Caregiver support to the rescue!

Caregiver support to the rescue!

Caregiving takes a toll…

Following the post, Fatigue…in need of respite, I am happy to report I have received help and may have more soon.

LESSON for those of you ‘learning’ your way through your caregiving journey: ask for help! No one knows you need it if you do not ask.


It can be total chaos, yes, such a ‘downer’ when we are overwhelmed by caregiver tasks…after one year or ten years, it makes no difference. At times I truly wonder if despondency is around the corner. What will happen when I don’t care anymore? I know now that I was ‘that’ close! (I had no energy to write my daily number of words…and that is serious!)

Sometimes I feel like I, alone, am now running my own private long-term care home with private, personal care for My Love.

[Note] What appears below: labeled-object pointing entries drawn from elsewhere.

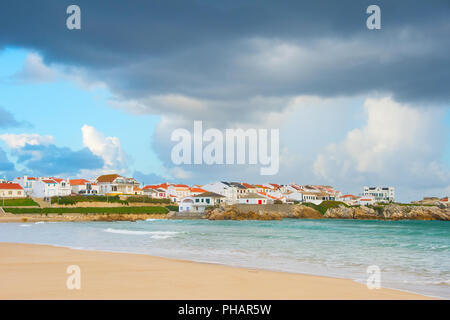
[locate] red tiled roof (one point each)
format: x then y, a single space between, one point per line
78 182
180 186
10 186
49 181
107 178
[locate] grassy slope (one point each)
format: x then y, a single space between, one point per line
18 202
115 210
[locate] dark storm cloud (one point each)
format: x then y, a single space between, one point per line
222 51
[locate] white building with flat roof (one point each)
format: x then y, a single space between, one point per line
380 194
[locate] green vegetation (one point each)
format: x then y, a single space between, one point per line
148 200
71 200
325 205
18 202
114 210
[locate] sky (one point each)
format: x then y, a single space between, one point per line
354 106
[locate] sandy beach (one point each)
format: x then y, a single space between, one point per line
39 272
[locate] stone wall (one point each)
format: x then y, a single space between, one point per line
279 208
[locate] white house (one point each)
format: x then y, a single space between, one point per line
252 198
365 201
156 191
180 191
114 184
381 194
186 204
27 183
225 189
83 186
204 200
44 187
64 188
11 190
350 199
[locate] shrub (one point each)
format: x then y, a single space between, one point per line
120 210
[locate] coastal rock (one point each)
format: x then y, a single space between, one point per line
231 213
397 212
389 212
341 212
304 212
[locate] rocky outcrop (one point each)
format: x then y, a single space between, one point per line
237 213
390 212
231 213
75 217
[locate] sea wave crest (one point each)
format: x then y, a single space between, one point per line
153 234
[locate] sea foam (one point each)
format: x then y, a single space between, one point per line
153 234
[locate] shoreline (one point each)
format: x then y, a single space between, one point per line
116 275
77 217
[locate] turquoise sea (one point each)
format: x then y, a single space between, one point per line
412 255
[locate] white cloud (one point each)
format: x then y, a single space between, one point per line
15 141
398 145
108 148
34 70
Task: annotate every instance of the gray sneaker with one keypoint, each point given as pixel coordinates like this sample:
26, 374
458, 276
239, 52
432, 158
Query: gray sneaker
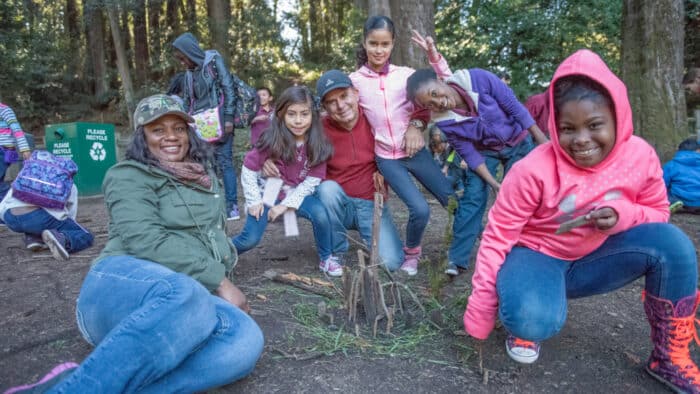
34, 242
57, 243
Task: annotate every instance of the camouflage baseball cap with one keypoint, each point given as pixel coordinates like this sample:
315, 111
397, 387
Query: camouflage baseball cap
153, 107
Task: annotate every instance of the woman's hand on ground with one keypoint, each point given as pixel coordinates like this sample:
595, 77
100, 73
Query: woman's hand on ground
233, 295
256, 211
412, 141
276, 212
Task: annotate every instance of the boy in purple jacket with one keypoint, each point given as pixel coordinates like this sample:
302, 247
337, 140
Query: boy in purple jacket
487, 125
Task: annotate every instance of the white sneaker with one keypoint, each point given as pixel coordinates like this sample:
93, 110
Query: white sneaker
331, 266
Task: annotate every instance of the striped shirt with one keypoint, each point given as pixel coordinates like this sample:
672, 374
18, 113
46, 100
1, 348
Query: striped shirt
11, 134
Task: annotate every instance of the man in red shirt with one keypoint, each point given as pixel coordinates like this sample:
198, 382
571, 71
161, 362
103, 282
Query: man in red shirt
351, 173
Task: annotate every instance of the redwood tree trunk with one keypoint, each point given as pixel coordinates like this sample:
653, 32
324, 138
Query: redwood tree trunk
141, 56
407, 16
94, 33
219, 17
652, 68
122, 62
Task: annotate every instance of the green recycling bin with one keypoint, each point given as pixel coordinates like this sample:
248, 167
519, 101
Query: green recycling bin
90, 145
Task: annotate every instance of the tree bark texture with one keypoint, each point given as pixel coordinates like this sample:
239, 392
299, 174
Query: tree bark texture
122, 62
94, 33
219, 17
407, 16
652, 69
141, 55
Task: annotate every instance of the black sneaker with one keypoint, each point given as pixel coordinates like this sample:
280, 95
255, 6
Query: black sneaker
452, 269
57, 243
34, 242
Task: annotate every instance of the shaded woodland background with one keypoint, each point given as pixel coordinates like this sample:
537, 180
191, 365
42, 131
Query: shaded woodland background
69, 59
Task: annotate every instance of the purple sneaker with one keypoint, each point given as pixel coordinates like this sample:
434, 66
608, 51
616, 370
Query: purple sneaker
57, 243
58, 373
234, 214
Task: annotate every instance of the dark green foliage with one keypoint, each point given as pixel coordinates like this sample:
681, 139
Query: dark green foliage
526, 38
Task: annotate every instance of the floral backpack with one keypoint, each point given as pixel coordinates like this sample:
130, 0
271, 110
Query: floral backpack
45, 180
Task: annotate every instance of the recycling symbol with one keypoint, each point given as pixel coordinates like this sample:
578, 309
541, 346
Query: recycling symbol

Not only am I giving 24/7 care, without normal sleep, I cannot always find short periods of respite in a day.

I am the nurse sitting beside him as he takes his 20 pills a day, reminding him the pills go in his mouth…after I show him where his mouth is… and helping him recall how to swallow the water, while keeping him from spitting his pills into the glass.

I schedule changing his disposable underwear in the morning, and then check throughout the day. I am currently his daily shower and shave attendant, plus his personal dresser, physcially holding his clothes so he can put them on and helping with his shoes. I must be with him during these tasks.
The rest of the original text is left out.